Additional tips; turning in report

(updated 11am June 12) Where to turn in your paper: You may put it under the door of my office (room 1315, 3rd floor), or in my faculty mailbox. Submit the PDF version on TritonEd, in the TurnitIn link.

Improving the course:  I think I have approximately the right mix of topics in Big Data Analytics, but there are other areas that I would like to improve. For example, how can I better smooth the workload in the projects, to reduce the end-of-year crunch? Here is a BDA End-of-year questionaire that asks a series of questions about what I should change.

Thanks for taking the class – I certainly enjoy teaching it.  Enjoy graduation! Enjoy life after the university!

===========================

We are finished with formal classes, so I will post here some additional advice for your projects. Most of this is based on things I noticed either in interim reports or in the final presentations on June 6. It’s going to take a few days to write and edit all of these notes, so keep checking this page through Saturday.

Some of this advice was written with one specific project or team in mind, but all of it applies to multiple projects.
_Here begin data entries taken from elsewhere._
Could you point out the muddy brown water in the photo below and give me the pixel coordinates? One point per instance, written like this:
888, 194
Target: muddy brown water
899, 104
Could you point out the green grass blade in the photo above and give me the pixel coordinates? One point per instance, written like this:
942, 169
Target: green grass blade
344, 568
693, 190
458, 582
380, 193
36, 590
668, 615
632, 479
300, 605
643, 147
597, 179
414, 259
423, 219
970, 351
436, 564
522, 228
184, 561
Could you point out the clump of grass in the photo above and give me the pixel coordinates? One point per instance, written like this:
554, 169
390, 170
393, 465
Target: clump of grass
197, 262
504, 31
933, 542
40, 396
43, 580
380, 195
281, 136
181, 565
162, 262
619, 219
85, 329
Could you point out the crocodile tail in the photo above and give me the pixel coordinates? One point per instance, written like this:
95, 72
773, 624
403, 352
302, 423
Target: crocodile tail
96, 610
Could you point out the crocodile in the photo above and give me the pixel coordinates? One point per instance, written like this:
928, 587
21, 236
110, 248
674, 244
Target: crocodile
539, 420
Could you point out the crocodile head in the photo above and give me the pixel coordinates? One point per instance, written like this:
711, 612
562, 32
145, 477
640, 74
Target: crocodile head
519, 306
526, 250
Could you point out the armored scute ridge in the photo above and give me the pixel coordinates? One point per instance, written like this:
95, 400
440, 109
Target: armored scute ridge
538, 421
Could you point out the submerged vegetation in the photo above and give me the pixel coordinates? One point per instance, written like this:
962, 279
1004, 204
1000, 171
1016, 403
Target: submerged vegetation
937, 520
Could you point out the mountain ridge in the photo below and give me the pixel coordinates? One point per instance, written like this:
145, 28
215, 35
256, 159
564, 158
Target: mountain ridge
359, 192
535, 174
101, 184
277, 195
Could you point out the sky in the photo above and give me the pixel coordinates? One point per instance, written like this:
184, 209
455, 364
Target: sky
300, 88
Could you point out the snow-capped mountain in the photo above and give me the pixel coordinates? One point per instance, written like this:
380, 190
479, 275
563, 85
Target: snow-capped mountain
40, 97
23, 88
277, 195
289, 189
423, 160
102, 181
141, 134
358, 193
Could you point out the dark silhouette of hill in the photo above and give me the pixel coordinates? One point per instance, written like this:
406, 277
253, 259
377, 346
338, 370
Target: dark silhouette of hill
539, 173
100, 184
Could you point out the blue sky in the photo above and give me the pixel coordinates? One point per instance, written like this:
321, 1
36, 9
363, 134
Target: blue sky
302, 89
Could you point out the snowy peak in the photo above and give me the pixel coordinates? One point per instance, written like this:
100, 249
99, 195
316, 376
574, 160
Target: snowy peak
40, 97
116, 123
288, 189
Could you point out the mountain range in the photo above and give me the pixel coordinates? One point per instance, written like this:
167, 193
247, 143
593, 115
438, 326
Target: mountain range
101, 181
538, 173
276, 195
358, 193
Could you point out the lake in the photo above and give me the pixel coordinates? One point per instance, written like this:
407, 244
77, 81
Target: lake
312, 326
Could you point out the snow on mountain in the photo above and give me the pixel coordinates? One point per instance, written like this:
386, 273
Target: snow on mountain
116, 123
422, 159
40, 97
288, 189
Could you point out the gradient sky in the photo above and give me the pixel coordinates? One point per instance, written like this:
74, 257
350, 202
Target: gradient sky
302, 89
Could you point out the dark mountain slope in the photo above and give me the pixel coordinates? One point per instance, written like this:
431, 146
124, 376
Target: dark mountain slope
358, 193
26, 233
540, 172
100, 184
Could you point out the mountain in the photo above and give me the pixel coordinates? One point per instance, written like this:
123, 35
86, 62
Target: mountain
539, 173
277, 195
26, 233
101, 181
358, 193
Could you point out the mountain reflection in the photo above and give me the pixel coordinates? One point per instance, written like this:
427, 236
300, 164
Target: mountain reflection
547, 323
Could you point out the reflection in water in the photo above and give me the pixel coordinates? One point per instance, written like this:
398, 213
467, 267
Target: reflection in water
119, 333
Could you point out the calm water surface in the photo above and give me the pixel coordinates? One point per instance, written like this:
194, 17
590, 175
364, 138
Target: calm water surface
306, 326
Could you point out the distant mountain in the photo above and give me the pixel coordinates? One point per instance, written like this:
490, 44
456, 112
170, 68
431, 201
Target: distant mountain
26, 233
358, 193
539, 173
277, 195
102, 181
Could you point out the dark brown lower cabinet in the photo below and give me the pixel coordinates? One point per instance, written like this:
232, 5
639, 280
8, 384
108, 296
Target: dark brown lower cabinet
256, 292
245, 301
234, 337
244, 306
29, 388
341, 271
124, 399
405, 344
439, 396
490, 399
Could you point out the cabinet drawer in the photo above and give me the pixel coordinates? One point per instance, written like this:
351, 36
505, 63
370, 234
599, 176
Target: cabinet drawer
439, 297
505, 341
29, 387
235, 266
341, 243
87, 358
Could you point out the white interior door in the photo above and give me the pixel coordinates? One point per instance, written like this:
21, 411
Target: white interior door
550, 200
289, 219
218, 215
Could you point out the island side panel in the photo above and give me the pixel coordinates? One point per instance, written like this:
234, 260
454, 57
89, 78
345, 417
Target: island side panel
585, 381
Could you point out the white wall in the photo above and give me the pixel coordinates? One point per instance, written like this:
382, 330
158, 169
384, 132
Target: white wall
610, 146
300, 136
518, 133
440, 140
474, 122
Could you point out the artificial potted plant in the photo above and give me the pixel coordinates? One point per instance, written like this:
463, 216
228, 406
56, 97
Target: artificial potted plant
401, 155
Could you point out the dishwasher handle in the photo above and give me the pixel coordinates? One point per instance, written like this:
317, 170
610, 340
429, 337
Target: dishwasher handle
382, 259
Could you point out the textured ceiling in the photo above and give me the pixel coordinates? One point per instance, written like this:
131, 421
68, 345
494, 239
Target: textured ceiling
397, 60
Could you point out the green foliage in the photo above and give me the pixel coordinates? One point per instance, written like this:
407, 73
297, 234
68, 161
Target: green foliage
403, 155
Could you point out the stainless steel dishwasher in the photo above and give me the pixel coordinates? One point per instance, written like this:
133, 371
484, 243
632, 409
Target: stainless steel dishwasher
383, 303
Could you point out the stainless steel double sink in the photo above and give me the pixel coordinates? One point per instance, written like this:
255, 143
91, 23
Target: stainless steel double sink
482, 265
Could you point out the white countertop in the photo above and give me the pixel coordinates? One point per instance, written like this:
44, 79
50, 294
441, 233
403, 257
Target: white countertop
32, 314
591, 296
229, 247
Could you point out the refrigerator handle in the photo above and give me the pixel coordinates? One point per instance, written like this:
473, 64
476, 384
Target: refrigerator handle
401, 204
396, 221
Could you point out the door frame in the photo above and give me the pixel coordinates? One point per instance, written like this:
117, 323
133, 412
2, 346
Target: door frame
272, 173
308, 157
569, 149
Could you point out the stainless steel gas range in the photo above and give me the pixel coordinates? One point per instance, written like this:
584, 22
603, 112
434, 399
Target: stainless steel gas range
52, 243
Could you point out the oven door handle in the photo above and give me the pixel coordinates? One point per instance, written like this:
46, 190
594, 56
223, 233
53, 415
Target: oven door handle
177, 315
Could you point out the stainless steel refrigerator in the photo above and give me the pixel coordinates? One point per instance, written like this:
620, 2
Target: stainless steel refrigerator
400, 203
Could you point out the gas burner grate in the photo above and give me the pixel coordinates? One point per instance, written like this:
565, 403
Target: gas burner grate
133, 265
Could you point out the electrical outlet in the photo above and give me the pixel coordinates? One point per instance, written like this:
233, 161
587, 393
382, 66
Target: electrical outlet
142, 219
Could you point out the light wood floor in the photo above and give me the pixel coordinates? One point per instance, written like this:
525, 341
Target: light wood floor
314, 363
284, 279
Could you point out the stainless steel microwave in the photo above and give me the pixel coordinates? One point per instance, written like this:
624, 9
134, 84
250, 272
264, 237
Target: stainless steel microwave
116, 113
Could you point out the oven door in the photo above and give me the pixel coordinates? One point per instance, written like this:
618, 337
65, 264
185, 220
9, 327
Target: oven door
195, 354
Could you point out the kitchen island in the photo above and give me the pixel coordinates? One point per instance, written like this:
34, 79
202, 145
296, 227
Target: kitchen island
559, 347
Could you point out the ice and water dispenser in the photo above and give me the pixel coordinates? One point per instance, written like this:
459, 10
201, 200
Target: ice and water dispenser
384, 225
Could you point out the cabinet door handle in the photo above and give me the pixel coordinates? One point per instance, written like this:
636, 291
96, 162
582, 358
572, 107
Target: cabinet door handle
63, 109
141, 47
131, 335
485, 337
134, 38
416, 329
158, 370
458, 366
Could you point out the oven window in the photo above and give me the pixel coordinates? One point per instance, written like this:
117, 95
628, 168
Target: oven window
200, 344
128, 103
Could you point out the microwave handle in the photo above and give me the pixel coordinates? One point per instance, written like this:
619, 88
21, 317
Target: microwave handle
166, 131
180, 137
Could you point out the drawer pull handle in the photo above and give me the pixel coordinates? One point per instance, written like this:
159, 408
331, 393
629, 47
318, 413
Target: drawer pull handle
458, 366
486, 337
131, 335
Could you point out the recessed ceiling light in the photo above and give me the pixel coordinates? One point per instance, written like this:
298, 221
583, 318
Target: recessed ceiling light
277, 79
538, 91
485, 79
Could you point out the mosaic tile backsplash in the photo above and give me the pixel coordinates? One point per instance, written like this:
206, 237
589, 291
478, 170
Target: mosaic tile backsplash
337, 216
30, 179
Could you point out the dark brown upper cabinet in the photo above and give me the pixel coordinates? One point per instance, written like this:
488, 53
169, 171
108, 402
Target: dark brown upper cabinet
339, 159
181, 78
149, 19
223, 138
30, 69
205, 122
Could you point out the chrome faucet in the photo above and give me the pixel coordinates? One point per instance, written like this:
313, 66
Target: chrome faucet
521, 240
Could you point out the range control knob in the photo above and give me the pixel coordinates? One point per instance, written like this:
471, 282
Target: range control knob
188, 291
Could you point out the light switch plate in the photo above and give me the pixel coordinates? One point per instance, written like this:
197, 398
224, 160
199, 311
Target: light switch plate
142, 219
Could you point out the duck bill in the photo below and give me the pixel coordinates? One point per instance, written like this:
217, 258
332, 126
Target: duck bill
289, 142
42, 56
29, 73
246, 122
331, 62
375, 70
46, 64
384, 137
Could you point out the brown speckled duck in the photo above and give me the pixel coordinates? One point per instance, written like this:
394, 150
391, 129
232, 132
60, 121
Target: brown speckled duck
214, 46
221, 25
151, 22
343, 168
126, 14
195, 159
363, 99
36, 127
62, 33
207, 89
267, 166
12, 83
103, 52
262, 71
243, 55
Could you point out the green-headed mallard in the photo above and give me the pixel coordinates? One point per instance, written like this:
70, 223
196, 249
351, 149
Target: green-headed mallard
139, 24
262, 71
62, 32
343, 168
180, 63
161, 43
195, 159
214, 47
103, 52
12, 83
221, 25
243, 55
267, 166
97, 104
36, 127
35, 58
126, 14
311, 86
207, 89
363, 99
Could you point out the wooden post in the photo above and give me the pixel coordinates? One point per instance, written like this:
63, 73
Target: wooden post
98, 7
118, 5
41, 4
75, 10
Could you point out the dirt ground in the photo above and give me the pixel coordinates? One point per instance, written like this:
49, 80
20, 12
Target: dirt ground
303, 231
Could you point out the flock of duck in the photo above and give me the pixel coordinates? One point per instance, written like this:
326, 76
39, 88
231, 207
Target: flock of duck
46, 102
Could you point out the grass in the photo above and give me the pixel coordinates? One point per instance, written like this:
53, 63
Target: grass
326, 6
  1. Don’t use loops in R. Most computer languages make heavy use of FOR loops. R avoids almost all uses of loops, and it runs faster and is easier to write and debug without them. Here is an example of how to rewrite code without needing a loop, taken from one of this year’s projects. In some cases, R code that avoids loops will run 100x faster (literally). BDA18 Avoid loops in R
  2. Don’t use CSV data when working with large datasets. CSV  (Comma separated value) files have become a lingua franca for exchanging data among different computer languages and environments. For that purpose, they are decent. But they are very inefficient, in terms of both speed and using up memory. One team mentioned that they were running into memory limits, but the problem was most likely due to their keeping CSV files around! Solution: Use CSV files with read.csv to get data into R. But after that, store your data as R objects (dataframes or some other kind). If you want to store intermediate results in a file, create the object inside R, then use RStudio to save it as an R object. (File name ends in .Rdata.)  When you want it again, use RStudio File/Open File command to load it. No additional conversion will be needed.
    I will add something about this to the notes on Handling Big Data. Dealing with the “big” in Big Data.
  3. Fix unbalanced accuracy in confusion matrices. Yesterday, I noticed several confusion matrices with much higher accuracy for one case than the other. Reminder: We spent 1.5 classes on this topic, and there are multiple solutions. It’s usually due to having much more data of one type than the other. See:
    1. Week 8 assignments and notes
  4. Good graphics. Because graphics are a concise way to communicate, even with non-specialists, I recommend having at least one superb image in every report. (See BDA18 Writing your final report ). I will try to post some examples from your projects, with comments on how to make them even better. On Friday.
  5. Revised discussion on how to write a good final report. Writing your final report June 8

Sign up for Wed. presentations

The goal of your presentation is to astound and interest your classmates. (Educating them is nice, also.) So think in terms of an “elevator pitch” for your research. Someone who has zero idea what you have done, but does know about data mining. Show a few viewgraphs.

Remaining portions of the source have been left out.